Posted by: Matt Shanahan
In Chris Anderson’s The Long Tail, the theme was how low demand products could generate substantial revenue by rethinking sales and distribution. The argument is that selling less quantity but more products a company yields as much as selling more quantity but fewer products. Does the long tail apply to digital publishing? If so, how?
As the mantra goes, publishers sell audiences. In every website monitored by Scout Analytics, we find an audience defined by a long tail of visitors that looks like the graphic below. From this picture the long-tail rule may be focus on the short tail. In other words, selling more frequency from fewer visitors can yield as much as selling more visitors but less frequency.
As a segment, subscribers tend to be small, 5-10% of audience, but deceptive. Subscribers are visitors who are keenly interested in the content on your website. They visit your site several times a week or more, and they consume more content per visit than any other group. They have the strongest loyalty and should be sold at the highest CPM.
Registered visitors usually make up 10-15% of the audience. They are regular visitors and will promote you by forwarding links, tweeting, or any number of growing “I like” tags. Registered visitors return to your website via a bookmark rather than a search engine. Their loyalty produces predictive behavior and deeper segmentation that can be monetized efficiently. They are also the best candidates to be made subscribers.
Anonymous visitors make up the bulk of an audience. They are casual visitors or just drive-bys. Anonymous visitors found your site via a search engine or a link in someone else’s content. Somewhere in that great lump of users are candidates for registration. Finding the ones closest in loyalty to registered visitors improves conversions.
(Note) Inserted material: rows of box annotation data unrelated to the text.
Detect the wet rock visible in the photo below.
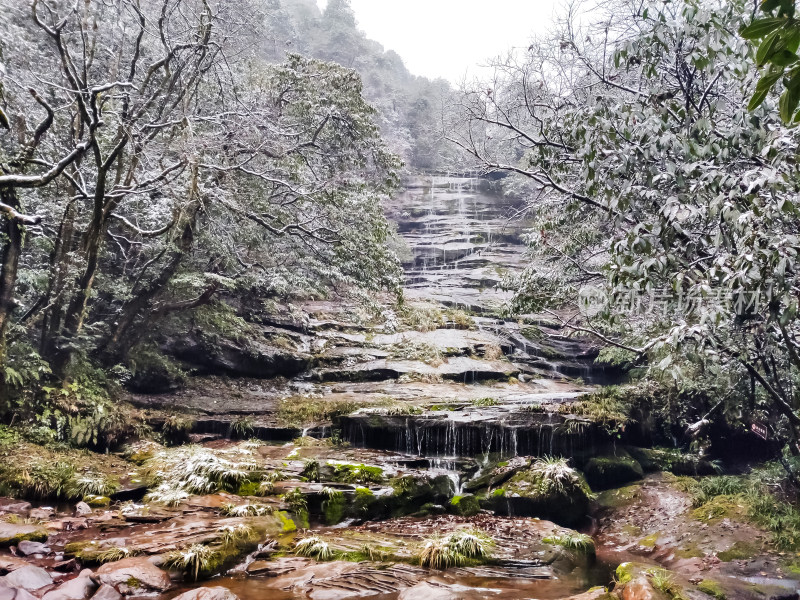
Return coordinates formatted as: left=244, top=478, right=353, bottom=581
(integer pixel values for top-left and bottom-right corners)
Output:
left=163, top=332, right=310, bottom=377
left=42, top=569, right=97, bottom=600
left=397, top=581, right=496, bottom=600
left=172, top=586, right=239, bottom=600
left=5, top=565, right=53, bottom=592
left=583, top=450, right=644, bottom=489
left=0, top=498, right=31, bottom=517
left=17, top=540, right=50, bottom=556
left=0, top=556, right=30, bottom=573
left=627, top=447, right=716, bottom=476
left=92, top=583, right=122, bottom=600
left=564, top=587, right=614, bottom=600
left=83, top=495, right=111, bottom=508
left=53, top=558, right=78, bottom=573
left=97, top=557, right=172, bottom=596
left=449, top=494, right=481, bottom=517
left=246, top=557, right=311, bottom=577
left=28, top=506, right=56, bottom=521
left=481, top=463, right=590, bottom=526
left=0, top=521, right=47, bottom=546
left=0, top=578, right=37, bottom=600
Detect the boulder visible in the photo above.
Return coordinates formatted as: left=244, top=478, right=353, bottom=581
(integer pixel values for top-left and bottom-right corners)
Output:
left=0, top=521, right=47, bottom=546
left=481, top=461, right=591, bottom=527
left=172, top=586, right=239, bottom=600
left=92, top=583, right=122, bottom=600
left=583, top=450, right=644, bottom=490
left=5, top=565, right=53, bottom=592
left=96, top=556, right=172, bottom=596
left=17, top=540, right=51, bottom=556
left=42, top=569, right=97, bottom=600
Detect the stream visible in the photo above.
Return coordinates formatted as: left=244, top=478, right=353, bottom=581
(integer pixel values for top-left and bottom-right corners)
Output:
left=148, top=176, right=616, bottom=600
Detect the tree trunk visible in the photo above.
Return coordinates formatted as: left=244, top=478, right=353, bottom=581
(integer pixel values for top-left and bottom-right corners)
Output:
left=99, top=204, right=200, bottom=364
left=0, top=188, right=22, bottom=408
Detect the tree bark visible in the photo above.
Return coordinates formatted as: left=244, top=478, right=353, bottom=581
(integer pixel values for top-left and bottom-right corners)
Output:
left=0, top=187, right=23, bottom=407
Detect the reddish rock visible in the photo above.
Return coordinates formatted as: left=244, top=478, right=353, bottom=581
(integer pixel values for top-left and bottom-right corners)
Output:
left=172, top=586, right=239, bottom=600
left=42, top=569, right=97, bottom=600
left=96, top=556, right=172, bottom=596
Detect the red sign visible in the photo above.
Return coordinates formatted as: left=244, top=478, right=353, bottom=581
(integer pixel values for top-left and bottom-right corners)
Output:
left=750, top=423, right=767, bottom=440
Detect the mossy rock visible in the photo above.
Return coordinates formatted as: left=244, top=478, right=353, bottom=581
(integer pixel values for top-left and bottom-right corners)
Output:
left=275, top=510, right=297, bottom=533
left=638, top=532, right=661, bottom=548
left=481, top=466, right=591, bottom=527
left=413, top=502, right=447, bottom=517
left=697, top=579, right=728, bottom=600
left=597, top=483, right=642, bottom=508
left=449, top=494, right=481, bottom=517
left=83, top=495, right=111, bottom=508
left=675, top=544, right=706, bottom=558
left=0, top=521, right=47, bottom=546
left=390, top=475, right=454, bottom=517
left=236, top=480, right=261, bottom=496
left=627, top=447, right=716, bottom=476
left=583, top=450, right=644, bottom=490
left=692, top=496, right=747, bottom=525
left=717, top=541, right=759, bottom=562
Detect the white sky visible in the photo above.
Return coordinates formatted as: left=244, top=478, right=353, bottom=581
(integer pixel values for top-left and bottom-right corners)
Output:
left=317, top=0, right=562, bottom=83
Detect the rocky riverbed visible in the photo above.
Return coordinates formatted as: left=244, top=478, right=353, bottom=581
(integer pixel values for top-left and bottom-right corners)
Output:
left=0, top=178, right=800, bottom=600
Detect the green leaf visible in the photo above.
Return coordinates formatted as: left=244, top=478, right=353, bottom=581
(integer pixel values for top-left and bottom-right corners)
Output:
left=739, top=17, right=786, bottom=40
left=756, top=31, right=780, bottom=66
left=769, top=50, right=800, bottom=67
left=778, top=69, right=800, bottom=123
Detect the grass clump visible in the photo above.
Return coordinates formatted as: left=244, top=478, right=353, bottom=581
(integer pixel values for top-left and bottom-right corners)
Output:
left=145, top=446, right=257, bottom=506
left=647, top=569, right=688, bottom=600
left=220, top=503, right=273, bottom=517
left=294, top=536, right=333, bottom=560
left=164, top=544, right=220, bottom=581
left=542, top=531, right=595, bottom=555
left=94, top=546, right=137, bottom=563
left=418, top=529, right=493, bottom=569
left=67, top=473, right=119, bottom=498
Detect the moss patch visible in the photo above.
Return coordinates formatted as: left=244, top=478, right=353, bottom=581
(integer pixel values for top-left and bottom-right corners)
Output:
left=697, top=579, right=727, bottom=600
left=639, top=532, right=661, bottom=548
left=597, top=483, right=641, bottom=508
left=583, top=451, right=644, bottom=489
left=692, top=496, right=747, bottom=524
left=675, top=544, right=705, bottom=558
left=717, top=541, right=759, bottom=562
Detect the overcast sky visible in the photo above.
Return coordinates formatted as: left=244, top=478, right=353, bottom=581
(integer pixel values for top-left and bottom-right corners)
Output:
left=317, top=0, right=562, bottom=83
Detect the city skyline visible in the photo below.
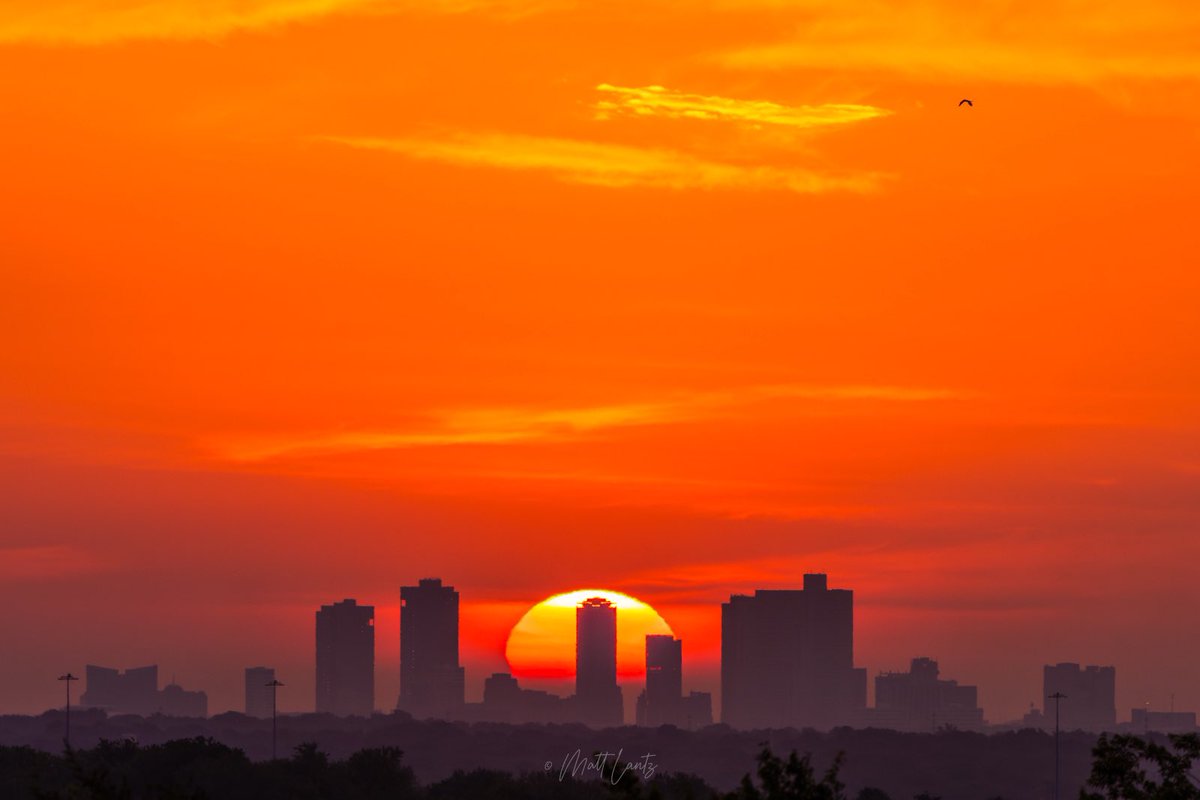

As publishers deliver more targeted advertising, visitor loyalty needs to become a critical element of their monetization strategy. Making loyalty a part of the demographic provides more qualification of the inventory, better information for negotiations, and more control over delivery. Conclusion, Chris Anderson’s argument of selling less is more is true, but in digital media it takes a different lens and may be found in the short tail.